I believe that the words covariant and contravariant refer to the way the components of the vector change with respect to the coordinates system. Suppose (x^1,\ldots,x^n), (\tilde{x}^1,\ldots,\tilde{x}^n) are two intersecting coordinate systems on a manifold M. Suppose for each coordinate system around a point p of M, there is a rule that associates to the coordinates (x^1,\ldots,x^n) of p a set of n numbers (a vector in R^n, then) (v^1,\ldots,v^n).
If the components v^i, \tilde{v}^i of the vector corresponding to two coordinate systems (x^1,\ldots,x^n), (\tilde{x}^1,\ldots,\tilde{x}^n) around p are related like so:
\tilde{v}^i=\sum_jv_j\frac{\partial x^j}{\partial \tilde{x}^i}
then the vector v=(v^1,\ldots,v^n), which we consider the same as the vector \tilde{v}=(\tilde{v}^1,\ldots,\tilde{v}^n), is called a covariant vector.
If, on the other hand, the components are related like so:
\tilde{v}^i=\sum_jv_j\frac{\partial \tilde{x}^j}{\partial x^i}
then the vector v=(v^1,\ldots,v^n), which we consider the same as the vector \tilde{v}=(\tilde{v}^1,\ldots,\tilde{v}^n), is called a contravariant vector.
So why the names?

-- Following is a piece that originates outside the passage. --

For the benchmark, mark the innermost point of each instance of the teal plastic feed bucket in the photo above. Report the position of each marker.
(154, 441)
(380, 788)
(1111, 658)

Probably because the formula as you go from v to \tilde{v} in a covariant vector involves the rate at which x changes with respect to \tilde{x}, while in a contravariant vector, it is the contrary: it involves the rate at which \tilde{x} changes with respect to \tilde{x}.
Examples:
(1) Suppose we have a curve on an n-manifold M passing through the point p at the time t=0. Then for each coordinate system around p, there corresponds a curve in R^n, and we may differentiate this curve at t=0 to obtain a vector in R^n. If you carry out the computation, you will discover that this is an example of a contravariant vector.
(2) For f a function of a manifold, given a coordinate system around p, you can compute the gradient of the coordinate representation of f at p. This is an example of a covector.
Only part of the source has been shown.